Part II of the book shifts focus to two late-century novels: Kenan’s A Visitation of Spirits and Allison’s Bastard Out of Carolina. Kenan’s novel is set in the fictional town of Tims Creek, a predominantly black community. But while its residents “have been relatively successful in their efforts to create a black-controlled space,” Hoefer explains, “that space is itself ultimately restrictive” (109). Through the shared experiences of suffering, a “collective identity” has emerged, but that communal sense of self is now maintained by apocalyptically-charged condemnations of internal dissent. Originally unified by resistance, the new community defaults to a patriarchal structure that undermines the development of a heterogeneous black community—a particularly devastating consequence for Horace, the central character whose homosexuality precludes his full participation in the fold.
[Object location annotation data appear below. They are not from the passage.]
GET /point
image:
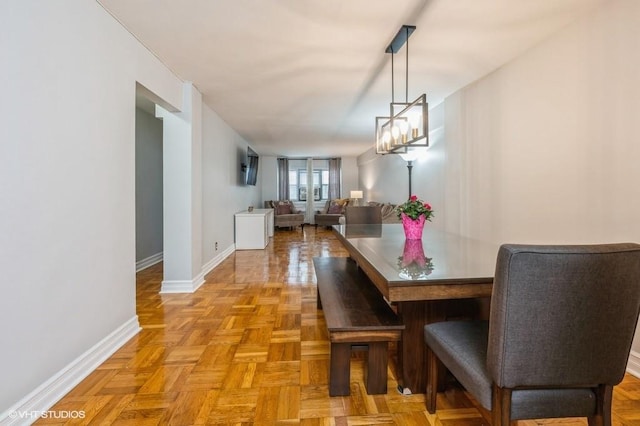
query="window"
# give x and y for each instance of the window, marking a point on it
(298, 184)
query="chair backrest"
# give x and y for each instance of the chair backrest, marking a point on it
(358, 215)
(563, 315)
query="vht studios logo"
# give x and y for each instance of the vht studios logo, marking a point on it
(62, 414)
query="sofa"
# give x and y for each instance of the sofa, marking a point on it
(388, 211)
(332, 213)
(286, 215)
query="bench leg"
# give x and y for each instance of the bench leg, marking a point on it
(339, 369)
(376, 371)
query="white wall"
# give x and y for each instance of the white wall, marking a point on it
(67, 182)
(223, 193)
(543, 150)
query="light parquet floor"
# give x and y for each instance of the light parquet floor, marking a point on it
(250, 348)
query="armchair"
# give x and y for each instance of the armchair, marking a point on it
(286, 215)
(332, 213)
(558, 338)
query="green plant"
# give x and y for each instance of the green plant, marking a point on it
(414, 208)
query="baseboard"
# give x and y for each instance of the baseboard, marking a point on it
(633, 365)
(51, 391)
(190, 286)
(149, 261)
(208, 267)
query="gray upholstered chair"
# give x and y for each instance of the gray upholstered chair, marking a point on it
(359, 215)
(332, 213)
(286, 215)
(558, 338)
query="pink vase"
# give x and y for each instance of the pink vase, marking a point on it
(413, 228)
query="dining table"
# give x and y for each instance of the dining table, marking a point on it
(443, 276)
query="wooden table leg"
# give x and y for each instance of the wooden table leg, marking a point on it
(412, 358)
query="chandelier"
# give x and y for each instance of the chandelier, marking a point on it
(407, 125)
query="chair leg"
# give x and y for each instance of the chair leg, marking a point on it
(432, 381)
(602, 417)
(501, 406)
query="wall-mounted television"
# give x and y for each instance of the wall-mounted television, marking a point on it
(251, 167)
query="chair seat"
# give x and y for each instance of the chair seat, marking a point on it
(462, 348)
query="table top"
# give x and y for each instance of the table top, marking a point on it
(440, 266)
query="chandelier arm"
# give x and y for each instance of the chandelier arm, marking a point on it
(406, 70)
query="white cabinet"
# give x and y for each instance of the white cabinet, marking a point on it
(253, 229)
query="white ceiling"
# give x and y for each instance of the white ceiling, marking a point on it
(308, 77)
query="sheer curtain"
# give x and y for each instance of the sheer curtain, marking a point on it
(335, 170)
(309, 207)
(283, 179)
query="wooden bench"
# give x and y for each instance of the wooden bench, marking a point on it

According to Hoefer, Kenan’s fiction suggests how apocalyptic discourse might be repurposed, “not in order to maintain a stable identity but rather in order to create a usable history that will guide these exchanges and that will be accessible to all who wish to claim it” (129).
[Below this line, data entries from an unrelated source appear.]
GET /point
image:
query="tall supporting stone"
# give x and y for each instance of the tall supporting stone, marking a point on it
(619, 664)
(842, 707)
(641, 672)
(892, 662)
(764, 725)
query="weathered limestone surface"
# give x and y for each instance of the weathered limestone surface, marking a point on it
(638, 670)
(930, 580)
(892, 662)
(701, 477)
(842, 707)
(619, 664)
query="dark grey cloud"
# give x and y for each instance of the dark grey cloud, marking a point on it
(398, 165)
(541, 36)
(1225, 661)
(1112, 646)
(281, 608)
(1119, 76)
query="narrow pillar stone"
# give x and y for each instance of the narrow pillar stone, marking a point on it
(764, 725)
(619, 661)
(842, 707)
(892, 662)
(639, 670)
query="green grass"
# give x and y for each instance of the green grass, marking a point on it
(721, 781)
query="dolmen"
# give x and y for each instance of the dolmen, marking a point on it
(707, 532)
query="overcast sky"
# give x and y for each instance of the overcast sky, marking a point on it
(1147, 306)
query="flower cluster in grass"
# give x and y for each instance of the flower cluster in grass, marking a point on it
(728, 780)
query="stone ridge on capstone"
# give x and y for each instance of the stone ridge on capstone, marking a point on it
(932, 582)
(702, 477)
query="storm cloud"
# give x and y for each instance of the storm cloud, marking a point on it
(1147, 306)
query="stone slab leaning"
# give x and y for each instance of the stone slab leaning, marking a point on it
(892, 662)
Similar to Horace, Allison’s central character, Bones, is torn between a yearning for independence and community, as she “struggles between a claustrophobic desire to escape the marginal spaces inhabited by the Boatwrights (which results in alienation from the family) and a longing for a communion with them” (140). As with the other narratives, apocalypse here offers what the dominant discourse cannot, “function[ing] as the only narrative realm sufficient to articulate […] Bones’ suffering.” While such invocations seem little consolation in the absence of direct action, apocalypse nonetheless provides a viable alternative to the “discourses of discipline and punishment” which “have only worked to enact the abjection of the Boatwrights heretofore. Calling upon them now to mete out their retribution,” Hoefer concludes, “would ultimately reinforce their white trash identity.” Despite the apparent inefficacy of apocalyptic fantasy to incite real change, it does provide characters like Bones with “the spiritual and psychological sustenance” they need to endure oppression so that they might one day rise above it (152).
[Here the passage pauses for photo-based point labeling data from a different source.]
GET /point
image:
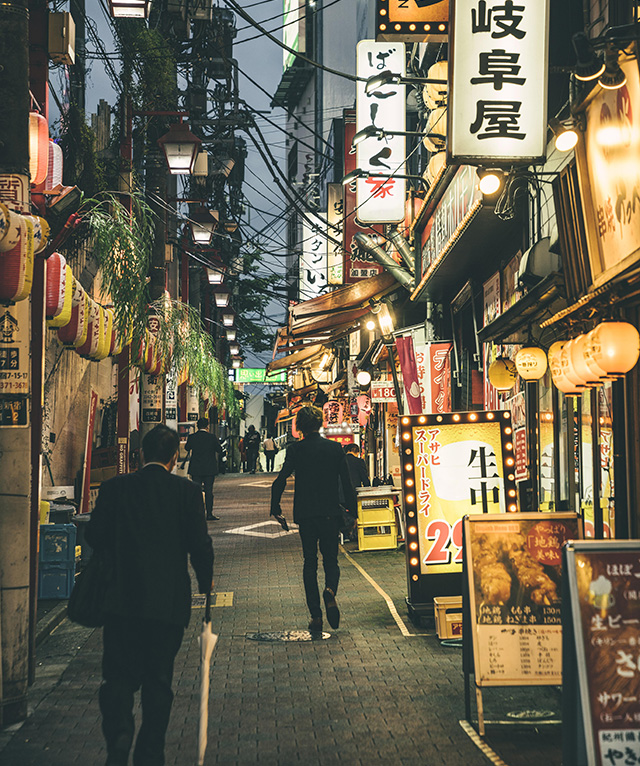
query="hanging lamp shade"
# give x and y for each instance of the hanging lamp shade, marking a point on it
(615, 347)
(54, 172)
(90, 345)
(502, 374)
(38, 148)
(63, 316)
(74, 333)
(180, 148)
(16, 266)
(577, 353)
(531, 363)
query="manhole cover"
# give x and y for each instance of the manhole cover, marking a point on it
(531, 715)
(289, 635)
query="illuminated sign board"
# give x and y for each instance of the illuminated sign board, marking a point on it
(498, 82)
(412, 20)
(381, 199)
(259, 375)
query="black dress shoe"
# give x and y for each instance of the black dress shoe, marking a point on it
(315, 626)
(333, 613)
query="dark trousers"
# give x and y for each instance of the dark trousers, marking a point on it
(137, 654)
(270, 457)
(206, 482)
(321, 531)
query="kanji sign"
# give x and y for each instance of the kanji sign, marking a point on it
(498, 97)
(381, 199)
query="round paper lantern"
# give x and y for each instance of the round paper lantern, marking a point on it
(54, 173)
(531, 363)
(502, 374)
(75, 332)
(63, 317)
(16, 266)
(38, 148)
(615, 347)
(577, 353)
(90, 345)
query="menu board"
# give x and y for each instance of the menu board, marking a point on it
(514, 569)
(604, 589)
One final note: Apocalypse South comes as the first installment of Ohio State University Press’s critical series, “Literature, Religion, and Postsecular Studies.” One of the aims of this series is to investigate “the emerging identity of postsecular studies” (189). While Hoefer does not explicitly attempt to define this protean body of scholarship, he does implicitly engage with some of the concerns often attributed to it. Postsecular studies contend for alternative epistemologies, discourses, and cultural narratives whose meanings are never adequately perceived or represented by the empiricism and rationalism of Western secular thought. Apocalyptic discourse, as posed by Hoefer, points to just such a discursive space. It is a space “in which the unspeakable can be addressed indirectly and where contradiction is negotiated through deferral to a cosmological myth. Where [apocalypse] occurs,” he concludes, “something has been silenced” (127). While this type of critical “excavation” inevitably remains a secular exercise, it does demonstrate the possibility of postsecular studies as a more perceptive approach to understanding religious discourse without needing to reduce it to some external theoretical analogue. As this study attests, understanding the discourse of apocalypse demands a new theoretical vocabulary that is derived from, and not simply applied to, apocalyptic narratives.